Aaron and I got to have lunch together one day, during which time we shared ideas and stories about war and peace. Aaron told me several stories from his time in Iraq, about the machine that he was turned into as a designated marksman, and about how he lost his faith in God during his time there.
As the designated marksman, he was given full authority to shoot an enemy if he saw them even with just an automatic car key that had a button—anything that could potentially be used to detonate. After seeing some awful things done by Iraqi soldiers, Aaron found himself hoping that the people in his scope would pull out a similar tool of sorts, anything, just so that he could have a reason to shoot them.

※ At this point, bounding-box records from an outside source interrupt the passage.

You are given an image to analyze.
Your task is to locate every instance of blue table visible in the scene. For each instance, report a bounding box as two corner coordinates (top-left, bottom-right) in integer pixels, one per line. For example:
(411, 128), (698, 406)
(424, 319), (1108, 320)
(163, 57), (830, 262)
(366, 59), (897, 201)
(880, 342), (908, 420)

As I sat across from this man, I saw the desperation of confusion reflected in his vibrant green eyes. I saw a loving person who was placed in a hellish environment that calls forth the worst in anyone—an environment that harnesses anger and fear and turns it into a hunger for justice—an environment that estranges one’s own reflection in a mirror.

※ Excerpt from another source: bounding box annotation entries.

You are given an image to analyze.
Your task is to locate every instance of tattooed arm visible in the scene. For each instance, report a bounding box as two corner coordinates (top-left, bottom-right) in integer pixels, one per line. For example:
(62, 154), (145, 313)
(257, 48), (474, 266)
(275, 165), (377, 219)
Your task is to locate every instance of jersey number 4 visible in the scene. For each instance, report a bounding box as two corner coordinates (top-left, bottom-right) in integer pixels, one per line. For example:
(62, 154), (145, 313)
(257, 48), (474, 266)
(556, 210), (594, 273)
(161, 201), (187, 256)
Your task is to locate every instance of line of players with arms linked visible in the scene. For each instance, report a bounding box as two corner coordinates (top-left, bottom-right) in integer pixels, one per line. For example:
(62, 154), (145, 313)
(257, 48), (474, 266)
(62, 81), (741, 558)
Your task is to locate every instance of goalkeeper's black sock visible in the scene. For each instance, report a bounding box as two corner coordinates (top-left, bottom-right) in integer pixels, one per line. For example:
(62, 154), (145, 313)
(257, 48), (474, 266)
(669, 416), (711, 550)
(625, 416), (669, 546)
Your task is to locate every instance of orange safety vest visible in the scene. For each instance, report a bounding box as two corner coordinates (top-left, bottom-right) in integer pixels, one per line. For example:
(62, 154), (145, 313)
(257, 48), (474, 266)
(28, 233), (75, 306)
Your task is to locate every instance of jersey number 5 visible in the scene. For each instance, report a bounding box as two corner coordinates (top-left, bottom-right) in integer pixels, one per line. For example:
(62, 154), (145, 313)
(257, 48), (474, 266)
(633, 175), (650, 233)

“I used to be so strong in my faith,” Aaron told me. “I wanted to make sure that everyone knew about God. I used to be such a compassionate person.” He said that he just eventually stopped praying in Iraq. “Some people didn’t lose their faith,” he said. “Some were able to look at all the hurt and the evil and understand that there is a plan for all of it. But I couldn’t. I couldn’t see a way to justify it all.”
I told Aaron that he was precisely right in not justifying the evil that he saw and perpetrated with the often over-used phrase “I know God has a bigger plan.” I didn’t try to comfort him with this phrase either. I would be lying through my teeth and serving as a false witness to God if I had done so.
I surely hope that Aaron will find a good reason to rediscover his faith again—now that he is out of battle, now that he has started to overcome PTSD, now that he has courage to ask what is good.
I’m glad that Aaron didn’t find his strength in war by praying that God would bless and keep his hands that killed, because I don’t believe that the God of the Bible does that. I believe that God sent Jesus to Earth as an example for us to follow. WWJD? He wouldn’t kill. When he was beaten, he turned the other cheek, not because he was weak, but because love overcomes evil. Jesus let them kill him, and then he overcame death.
So what should we do when our nation asks us to go to war, to kill, to defeat evil? First, we should ask ourselves to whom we answer: to God or to America. If the answer is America, then going to a state-mandated war is disobedience to God in the form of idolatry (just as many things could be, ie: the church, a substance, an education, a job…) If the answer is God, then we must answer to God in the form of obedience, which manifests itself as trying to follow the righteousness and holiness in which Jesus walked—a life of radical love that overcame evil—in any situation we face, even if that is during a time of war.
At this point, Aaron is unsettled by violence, which has taken a toll on his body, his mind and his faith. And that’s the first step in becoming a peacemaker.